A duas vozes (cont.)
Telefonei-lhe. Agora está feito e pronto. Descobri por acaso o telemóvel escrito à mão nas costas do cartão e liguei na hora do almoço quando não havia ninguém no escritório. Ficou admiradíssimo, claro, eu eu toda entaramelada, já sem saber o que havia de dizer e a inventar desculpas sobre uma vírgula qualquer numa das cláusulas do contrato. Deixei-o preocupado, porque me propôs logo que nos encontrássemos mais tarde, para rever tudo. Estranhei que tivesse sugerido uma esplanada, mas com o calor que estava hoje até achei boa ideia e lá fui eu, depois de um quarto de hora de afobação a disfarçar as borbulhas e a tentar atinar com o baton adequado para a roupa que trazia vestida. Senti-me um bocado idiota, mas pronto. E afinal não serviu para nada. O homem estava cheio de pressa, falou de trabalho o tempo todo e desta vez já não lhe achei tanta graça. Ainda lá estava o sorriso bonito, mas não demonstrou o menor interesse em voltar a ver-me, apesar de me ter pedido o telemóvel, não vá o diabo tece-las e aparecer mais alguma virgula num sítio impróprio. Nestas coisas a minha intuição não falha: é gay, de certeza absoluta. Como é que o Jaime me foi falhar logo numa altura destas? Se calhar não é o tipo dele, deve ser isso. Que raiva! E eu tão preocupada com o baton e com as borbulhas. Ao menos pagou o café, vá lá, mas eu não me livrei de apanhar uma molha porque no caminho de volta desatou a chover furiosamente. Foi a gota de água! Muitas gotas, aliás! Foi a humilhação total! Acabou-se. Quem me manda a mim cair ao primeiro par de olhos sorridentes que me aparece à frente????
ELE
Telefonou-me! Eu sabia. Nestas coisas nunca falho.
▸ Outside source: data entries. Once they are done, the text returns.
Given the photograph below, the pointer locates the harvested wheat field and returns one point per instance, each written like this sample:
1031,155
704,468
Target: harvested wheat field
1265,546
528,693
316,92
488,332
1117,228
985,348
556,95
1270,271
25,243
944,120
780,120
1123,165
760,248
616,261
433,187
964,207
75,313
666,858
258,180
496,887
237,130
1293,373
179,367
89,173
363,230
Veio com uma desculpa esfarrapada sobre o contrato que eu já tinha revisto e estava impecável, mas fingi que fiquei preocupado e levei-a a tomar café à minha esplanada favorita para engates em fase inicial. Caem todas que nem patinhos quando lhes começo a falar da vista e do rio e outras balelas do género. Foi uma bela jogada, porque desta vez já lhe comecei a achar mais piada. Ía acenando que sim a tudo o que ela dizia e aproveitando para anotar mentalmente os pormenores. O decote, mais exactamente, que é sempre um pormenor de grande importância. A esplanada deu resultado, mais uma vez, e tenho a certeza que a coisa está garantida. mais uns telefonemas, um convitezito para jantar, tudo dentro das regras, e está no papo. Pedi-lhe o telemóvel, porque pode aparecer mais algum problema no texto final do contrato - como se aquilo não estivesse já visto e revisto - e já apostei um almoço no Gambrinus em como no fim de semana ela aceita ir lá a casa ver a bela da colecção de borboletas (apostei comigo próprio, não estejam já a pensar coisas!).